What netedit covers (per the SUMO documentation):

  • 2D editing of network elements — edges, lanes, junctions, connections, and traffic lights.
  • Traffic demand editing — vehicles, persons, routes, and vehicle types.
  • Additional infrastructure — bus stops, detectors, variable-speed signs.
  • OpenDRIVE import and export through netconvert (OpenDRIVE 1.4 is generally supported; the conversion is lossy — curves are sampled to polylines and junction shapes are regenerated).
  • Open source under the Eclipse Public License; desktop builds for Linux and Windows.

For building a road network that you intend to actually simulate traffic on, netedit is the editor that comes with the simulator that runs it.

drawtonomy is a browser whiteboard for 2D top-down driving diagrams. It has no traffic simulation. Per its exporter documentation, its OpenDRIVE 1.8 / OpenSCENARIO 1.3 export covers a subset of the spec — lanes, traffic lights, crosswalks, basic objects — and does not yet emit junction primitives or traffic signs as <signal> entries.

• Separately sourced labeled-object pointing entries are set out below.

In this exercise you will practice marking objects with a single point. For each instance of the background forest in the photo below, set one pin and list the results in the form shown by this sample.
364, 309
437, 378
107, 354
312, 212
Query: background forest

A few small things drawtonomy can add alongside netedit:

  • A browser-only sketch surface, with nothing to install, for laying out a junction or a lane merge before building the simulated network.
  • A .drawtonomy.svg editable figure source for the diagram of a network that you describe in a paper or slide.
  • OpenSCENARIO 1.3 export for a paired .xosc, when the downstream tool is an OpenSCENARIO player such as esmini rather than SUMO.

A reasonable pattern when both are available: netedit for the network you simulate, drawtonomy for the figure that explains it.

netedit and drawtonomy both work in 2D and both touch ASAM OpenDRIVE — netedit through netconvert, drawtonomy through its exporter. SUMO is a microscopic traffic simulator, so the broader relationship is closer to interoperation than competition; see the SUMO ecosystem page for how the two layers connect. Other tools that read or write OpenDRIVE from different angles include LaneMaker, Truevision Designer, and Blender DSC. We work on different parts of the same ecosystem.